Die SMARTbox erfasst über angeschlossene Sensoren relevante Messdaten wie Energieverbrauch, Temperatur, Spannung und Betriebszustand der Anlagen. Diese Informationen werden kontinuierlich in die Cloud übertragen, wo sie auf einer zentralen Plattform ausgewertet und visualisiert werden. Störungen werden automatisch erkannt und an die zuständigen Stellen weitergeleitet. So lassen sich Ausfälle schneller beheben und Wartungsmaßnahmen effizient planen. Mit Erfassung dezidierter Verbräuche erfolgt auch eine aufwandsgerechte Kostenverteilung.

Das System ist vollständig modular aufgebaut, was eine schrittweise Skalierung vom Pilotprojekt bis zur flächendeckenden Einführung über mehrere Tausend Standorte ermöglicht. Dank offener Schnittstellen und einer standardisierten Datenstruktur kann die Lösung zudem problemlos in bestehende Telekom-Systeme eingebunden werden. Hervorzuheben ist die partnerschaftliche Zusammenarbeit zwischen PASM und PSsystec, die auf einem agilen Entwicklungsansatz basiert. Statt einer reinen Lieferantenbeziehung entstand ein gemeinsames Projektteam, das technische, betriebliche und administrative Aspekte konsequent aufeinander abstimmte. PASM brachte die Anforderungen aus dem Betrieb ein, PSsystec das technische Know-how und die Plattformkompetenz.

Das Ergebnis: Effizienz, Transparenz und Zukunftssicherheit

Mit der IoT-Lösung von PSsystec überwacht PASM heute die Energieversorgung und den technischen Zustand von mehr als 3.000 Telekom-Standorten zentral und in Echtzeit. Was früher ein Flickenteppich aus Einzellösungen war, ist nun ein zentral überwachbares System. Das neue System hat das Störungsmanagement grundlegend verändert: Störungen werden automatisch erkannt und gemeldet, Wartungseinsätze können gezielt geplant werden, und viele Parameter lassen sich per Fernzugriff konfigurieren. Dadurch sinkt der Aufwand für Vor-Ort-Einsätze erheblich, während gleichzeitig die Betriebssicherheit steigt.

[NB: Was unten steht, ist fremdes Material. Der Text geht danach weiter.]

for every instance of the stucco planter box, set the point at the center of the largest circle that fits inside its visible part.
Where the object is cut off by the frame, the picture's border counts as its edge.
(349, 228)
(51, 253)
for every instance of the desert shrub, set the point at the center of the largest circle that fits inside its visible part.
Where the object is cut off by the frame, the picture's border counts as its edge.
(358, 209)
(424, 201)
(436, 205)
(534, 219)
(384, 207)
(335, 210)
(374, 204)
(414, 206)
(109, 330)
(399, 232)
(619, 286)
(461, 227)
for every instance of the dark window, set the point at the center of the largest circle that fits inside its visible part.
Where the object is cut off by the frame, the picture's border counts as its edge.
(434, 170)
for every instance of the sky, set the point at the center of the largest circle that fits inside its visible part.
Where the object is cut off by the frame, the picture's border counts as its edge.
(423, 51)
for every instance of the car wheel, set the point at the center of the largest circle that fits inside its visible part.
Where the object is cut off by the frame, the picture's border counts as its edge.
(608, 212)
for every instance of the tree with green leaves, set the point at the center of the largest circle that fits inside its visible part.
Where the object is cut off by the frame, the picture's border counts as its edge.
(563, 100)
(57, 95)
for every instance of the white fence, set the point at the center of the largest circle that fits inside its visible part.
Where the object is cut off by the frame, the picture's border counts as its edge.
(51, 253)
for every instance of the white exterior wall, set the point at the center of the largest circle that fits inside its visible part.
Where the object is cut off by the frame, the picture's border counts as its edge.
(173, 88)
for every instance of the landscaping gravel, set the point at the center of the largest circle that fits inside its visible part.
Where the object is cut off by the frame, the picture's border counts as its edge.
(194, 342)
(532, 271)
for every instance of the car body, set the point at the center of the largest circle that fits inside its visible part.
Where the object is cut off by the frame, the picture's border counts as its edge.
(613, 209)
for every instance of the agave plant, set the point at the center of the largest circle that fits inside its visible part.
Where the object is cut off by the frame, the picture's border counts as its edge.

Gegenüber klassischen Leittechniksystemen konnte PASM die Kosten deutlich reduzieren. Zudem sorgt die IoT-Plattform für Transparenz: Sie liefert wertvolle Einblicke in Energieverbräuche und Anlagenzustände, was neue Möglichkeiten zur Effizienzsteigerung eröffnet. Die standardisierte und zentrale Datenbasis sorgt für Transparenz über alle Standorte hinweg – ein entscheidender Faktor in einem Konzernumfeld, in dem viele Akteure gleichzeitig auf dieselben Informationen zugreifen müssen.

Gleichzeitig ermöglicht die modulare Architektur des Systems, weitere Anwendungsfelder zu erschließen: So kommt die Lösung bereits in Bereichen wie dem Facility Management, der Wasser- und Kältetechnik oder dem Smart-Grid-Umfeld zum Einsatz. Neue Sensoren oder Analysefunktionen lassen sich jederzeit in die IoT-Lösung integrieren, sodass diese langfristig mit den Anforderungen wächst. PASM und PSsystec zeigen damit eindrucksvoll, wie sich IoT-Technologie praxisnah umsetzen lässt – als effiziente, sichere und zukunftsfähige Lösung für kritische Infrastrukturen.